Espártaco levantou-se, a água pingando do queixo quadrado, grossas gotas ainda presas em concavidades e antigas cicatrizes marcadas no rosto áspero por anos de uma existência violenta. Quantos anos? Não sabia. Há quanto tempo ausentara-se da Trácia? Não se lembrava. Essas coisas não eram importantes, de todo modo. Enxugou o rosto em um pedaço de pano oferecido pelo pajem. Tinha pajens, agora, o escravo revoltoso. Seguiam-no de bom grado, ainda que a revolução caminhasse para um desfecho terrível. Comandava quinze mil homens. Vinte mil, talvez. E pensar que, há quase três anos, saíra de Cápua com setenta outros escravos, revoltosos como ele, cansados das crueldades e dos desmandos de Batiato.

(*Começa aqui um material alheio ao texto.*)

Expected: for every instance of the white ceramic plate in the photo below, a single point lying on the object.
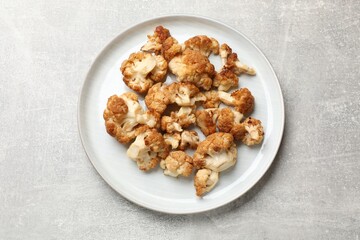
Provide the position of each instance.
(153, 190)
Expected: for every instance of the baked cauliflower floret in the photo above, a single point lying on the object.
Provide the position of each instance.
(242, 100)
(177, 163)
(206, 120)
(123, 114)
(170, 48)
(150, 118)
(192, 66)
(230, 61)
(225, 80)
(250, 132)
(172, 139)
(148, 149)
(189, 139)
(227, 119)
(155, 41)
(157, 98)
(205, 180)
(204, 44)
(142, 69)
(184, 94)
(217, 152)
(212, 99)
(178, 120)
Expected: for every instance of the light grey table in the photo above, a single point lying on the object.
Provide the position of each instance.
(49, 189)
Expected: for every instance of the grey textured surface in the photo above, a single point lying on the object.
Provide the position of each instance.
(49, 189)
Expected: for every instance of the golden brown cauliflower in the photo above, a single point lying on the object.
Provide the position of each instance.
(157, 99)
(205, 180)
(155, 41)
(192, 66)
(204, 44)
(184, 94)
(225, 80)
(148, 149)
(170, 48)
(217, 152)
(172, 139)
(242, 100)
(142, 69)
(189, 139)
(177, 163)
(227, 119)
(123, 114)
(230, 61)
(206, 120)
(178, 120)
(212, 99)
(250, 132)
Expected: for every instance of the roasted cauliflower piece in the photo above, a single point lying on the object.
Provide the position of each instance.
(172, 139)
(148, 149)
(189, 139)
(157, 98)
(217, 152)
(212, 99)
(192, 66)
(225, 80)
(230, 61)
(142, 69)
(123, 114)
(206, 120)
(250, 132)
(177, 163)
(170, 48)
(227, 119)
(242, 100)
(178, 120)
(205, 180)
(184, 94)
(155, 41)
(204, 44)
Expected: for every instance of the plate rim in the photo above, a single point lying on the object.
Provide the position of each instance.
(149, 206)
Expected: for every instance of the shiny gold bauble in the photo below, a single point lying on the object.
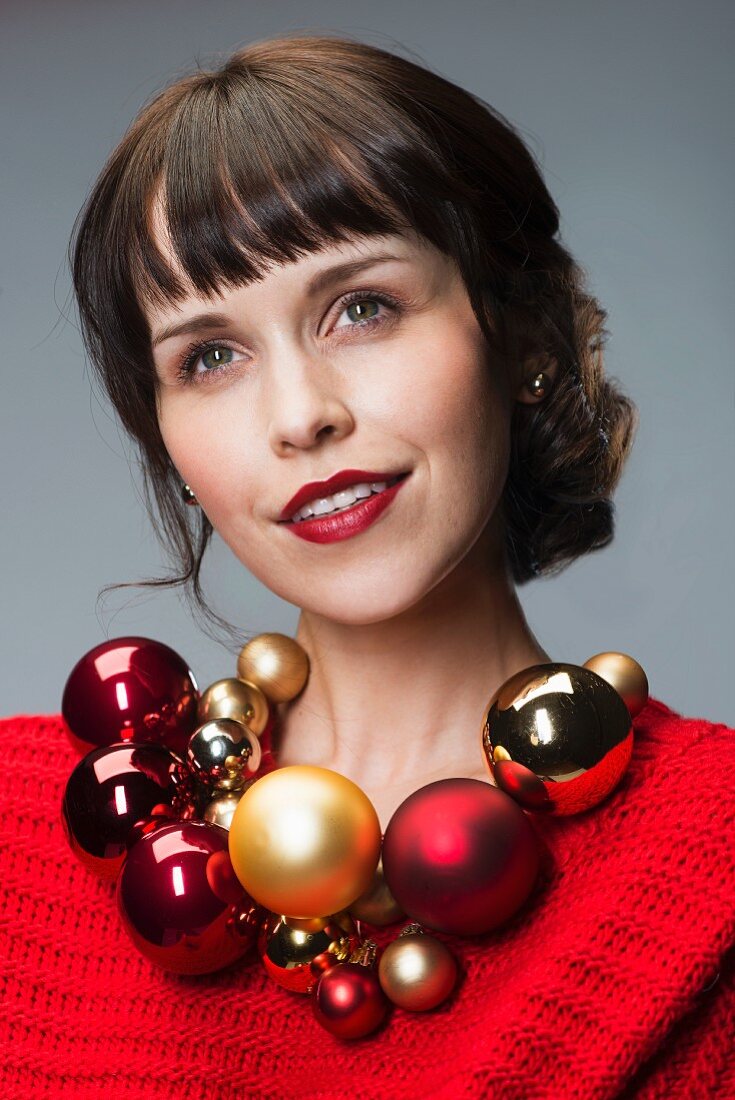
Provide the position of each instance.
(276, 663)
(377, 905)
(296, 958)
(557, 737)
(223, 754)
(221, 809)
(625, 675)
(233, 699)
(417, 971)
(305, 840)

Ouvia o vento que soprava sobre a planície às margens do Sele, onde seu grupo acampava. Via as tochas e os fogareiros agonizantes entre as barracas de seus companheiros. Não era um exército, apesar de, no decurso da revolução, terem vencido cinco Legiões em confronto direto. Mas Crasso cercava-os agora. Comandava seu próprio exército, além do que restava das Legiões consulares, soldados previamente derrotados pelos escravos, ansiosos por vingança. O sol despontava sobre as colinas da Lucania. Lúgubre, Espártaco estremeceu.

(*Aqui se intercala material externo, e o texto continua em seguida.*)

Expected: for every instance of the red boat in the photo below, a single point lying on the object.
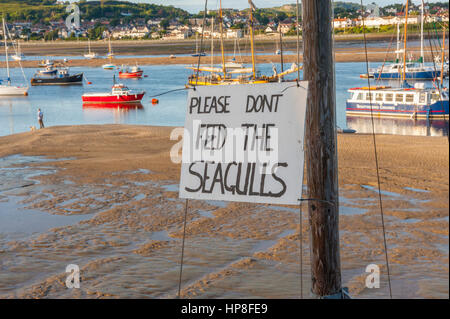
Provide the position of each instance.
(122, 106)
(118, 94)
(130, 73)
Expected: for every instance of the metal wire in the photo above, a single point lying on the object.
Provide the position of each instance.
(201, 42)
(182, 248)
(376, 157)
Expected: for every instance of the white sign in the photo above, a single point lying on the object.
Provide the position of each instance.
(244, 143)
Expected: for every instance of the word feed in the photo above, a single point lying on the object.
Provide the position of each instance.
(244, 143)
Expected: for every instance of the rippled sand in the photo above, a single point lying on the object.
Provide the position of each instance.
(108, 202)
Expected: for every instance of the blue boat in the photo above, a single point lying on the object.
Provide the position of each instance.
(405, 102)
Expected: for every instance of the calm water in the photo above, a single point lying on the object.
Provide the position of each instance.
(62, 105)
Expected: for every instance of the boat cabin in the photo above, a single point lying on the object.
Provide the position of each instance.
(386, 95)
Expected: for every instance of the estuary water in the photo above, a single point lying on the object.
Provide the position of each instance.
(62, 105)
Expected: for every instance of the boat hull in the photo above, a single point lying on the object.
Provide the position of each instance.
(125, 106)
(108, 99)
(130, 75)
(439, 109)
(419, 75)
(75, 79)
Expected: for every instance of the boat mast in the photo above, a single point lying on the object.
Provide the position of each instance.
(221, 39)
(443, 57)
(281, 49)
(404, 47)
(252, 7)
(398, 42)
(212, 42)
(6, 50)
(421, 33)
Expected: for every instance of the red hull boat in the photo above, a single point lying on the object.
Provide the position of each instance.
(118, 95)
(124, 106)
(134, 72)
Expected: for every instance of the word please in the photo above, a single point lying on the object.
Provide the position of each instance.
(220, 104)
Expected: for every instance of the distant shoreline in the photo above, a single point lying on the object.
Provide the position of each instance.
(341, 55)
(177, 46)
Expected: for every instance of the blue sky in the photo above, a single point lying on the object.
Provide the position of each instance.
(195, 6)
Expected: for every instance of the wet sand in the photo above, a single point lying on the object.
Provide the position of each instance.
(120, 181)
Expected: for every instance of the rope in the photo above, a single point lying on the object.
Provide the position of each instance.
(182, 248)
(301, 251)
(201, 42)
(376, 159)
(298, 41)
(170, 91)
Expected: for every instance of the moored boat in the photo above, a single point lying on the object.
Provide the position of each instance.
(119, 94)
(61, 77)
(133, 72)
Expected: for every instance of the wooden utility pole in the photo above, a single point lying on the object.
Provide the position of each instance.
(321, 158)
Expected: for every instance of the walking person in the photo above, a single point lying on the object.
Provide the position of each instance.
(41, 118)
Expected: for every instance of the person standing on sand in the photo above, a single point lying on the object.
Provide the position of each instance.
(41, 118)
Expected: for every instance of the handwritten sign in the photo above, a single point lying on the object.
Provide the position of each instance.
(244, 143)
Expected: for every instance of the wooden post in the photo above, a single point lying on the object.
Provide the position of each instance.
(321, 159)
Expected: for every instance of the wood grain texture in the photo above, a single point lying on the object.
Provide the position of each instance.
(321, 158)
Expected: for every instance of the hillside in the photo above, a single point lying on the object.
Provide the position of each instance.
(43, 11)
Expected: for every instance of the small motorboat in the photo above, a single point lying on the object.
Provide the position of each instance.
(49, 70)
(129, 73)
(119, 94)
(121, 106)
(62, 77)
(109, 66)
(45, 63)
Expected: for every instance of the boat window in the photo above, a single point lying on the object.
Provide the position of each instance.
(435, 96)
(389, 97)
(422, 98)
(409, 98)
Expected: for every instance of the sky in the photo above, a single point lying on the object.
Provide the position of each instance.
(194, 6)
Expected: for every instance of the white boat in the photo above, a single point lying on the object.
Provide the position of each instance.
(90, 54)
(8, 89)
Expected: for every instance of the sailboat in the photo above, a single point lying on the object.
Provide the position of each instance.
(243, 75)
(232, 64)
(110, 65)
(90, 54)
(19, 55)
(412, 70)
(196, 54)
(8, 89)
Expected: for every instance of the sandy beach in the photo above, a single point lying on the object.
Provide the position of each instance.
(120, 182)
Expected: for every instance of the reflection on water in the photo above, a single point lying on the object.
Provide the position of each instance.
(420, 127)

Não havia nada a fazer além de aguardar, afinal. Ele sabia que os homens de Crasso construíam uma trincheira ao norte, mas vinha evitando as escaramuças. Seu próximo ataque deveria ser direto, visando o coração do exército inimigo. Derrotar apenas agrupamentos não seria eficaz, já que os números invertiam-se: cinquenta mil soldados inimigos, quase três para cada homem de seu exército. Preocupava-se. Mas estava cansado. Passara a noite em vigília, em companhia às sentinelas. Foi até sua barraca, decidido a dormir um pouco.

O sono veio, manso e suave, sem sonhos ou agitações de qualquer ordem. Então despertou com alguém que o chamava, tocando-o levemente no ombro.

— Senhor. Senhor. – reconheceu a voz do pajem. Abriu os olhos, ergueu-se, de má-vontade.
— O que é, Claudius?
— Soldados romanos, senhor. Aproximando-se ao norte.

A informação foi o bastante. Espártaco saltou de seu catre, amarrando o cinturão da bainha e disparando ordens contra o ajudante.

— Rápido, Claudius, ajude-me a vestir minha armadura.

O jovem, também sem perder tempo, aproximou-se e ajudou seu senhor a amarrar as tiras de couro que ligavam as duas placas de bronze destinadas a proteger o peito e as costas do combatente. O bronze estava fosco e, aqui e ali, ainda exibia manchas de sangue que resistiram às sessões de limpeza à base de areia e azeite.

O gládio seguro na cintura, a loriga firmemente presa ao torso, o ex-gladiador abandonou a tenda e encaminhou-se ao limite do acampamento. Muitos homens já estavam lá; outros, ouvindo os gritos de alarme, dirigiam-se à posição de batalha. Alguns reduziram o passo a fim de acompanhar seu general. As fileiras se abriram para permitir a passagem de Espártaco, seus homens bateram espadas em escudos em comemoração à chegada do líder. O Trácio não disse nada. Acenou brevemente para seus companheiros, virou-se para medir as forças inimigas. Uma Legião se aproximava, tomava todo o amplo vale à frente. Milhares de homens. Estimou pelo menos quarenta mil. Seria uma batalha difícil…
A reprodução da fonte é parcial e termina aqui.